東京大学の木下綾華博士課程3年生らの研究グループは、1枚の子葉を無限に成長させ、その葉だけで一生を過ごすモノフィレア属の植物において、遺伝子が働く場所を特定する実験手法を確立。細胞分裂を支える遺伝子が、通常の植物とは異なる場所で働くことを発見した。
種子植物では、組織の細胞が無限に分裂し続け、新しい葉や茎などの新しい器官(シュート)を作り続けるが、葉は細胞分裂が一定期間で止まり、決まった大きさにしか成長できない。しかし、一葉植物と呼ばれる、イワタバコ科のモノフィレア属の植物(モノフィレア)は、発芽して子葉が種子から現れた後、花をつけるまでは新しい器官を作らず、片方の子葉の細胞が無限に分裂して、子葉が無限に成長し続ける。この不思議な成長様式の解明に適用できる実験手法が少なく、遺伝子レベルでの研究はほとんどなかった。

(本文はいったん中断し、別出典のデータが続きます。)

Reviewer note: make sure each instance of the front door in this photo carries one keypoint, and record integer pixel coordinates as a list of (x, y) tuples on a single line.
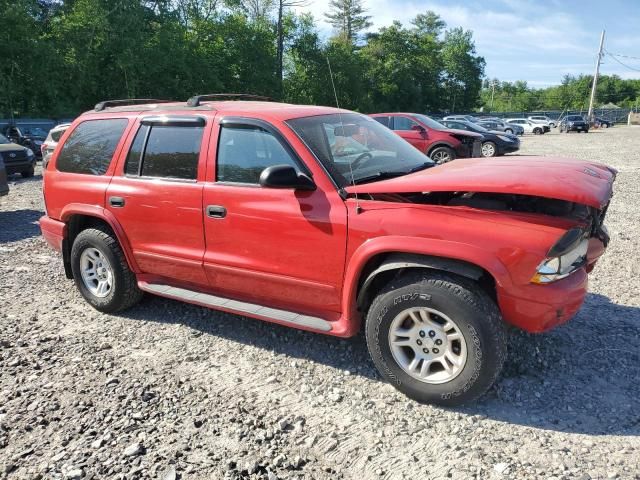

研究グループは、遺伝子がどの細胞で働くかを明らかにする手法(ホールマウントin situハイブリダイゼーション法)を検討し、モノフィレアに適用できる条件を確立した。この方法は比較的手間が少なく、立体的な情報を保ったまま観察できる。これにより、通常の植物とは異なる場所、すなわち、子葉の基部にある、茎頂分裂組織に相当するとされる組織で、細胞分裂制御の鍵となる遺伝子が働くことを発見した。
この発見は、モノフィレアの子葉の無限成長性や新しく器官を作らないという特徴を支えるメカニズムの解明の一端となるのみならず、今後、種子植物一般の葉がなぜ成長を止めるのか、シュートを作り続けることができるのか、という謎に迫る一助となると期待される。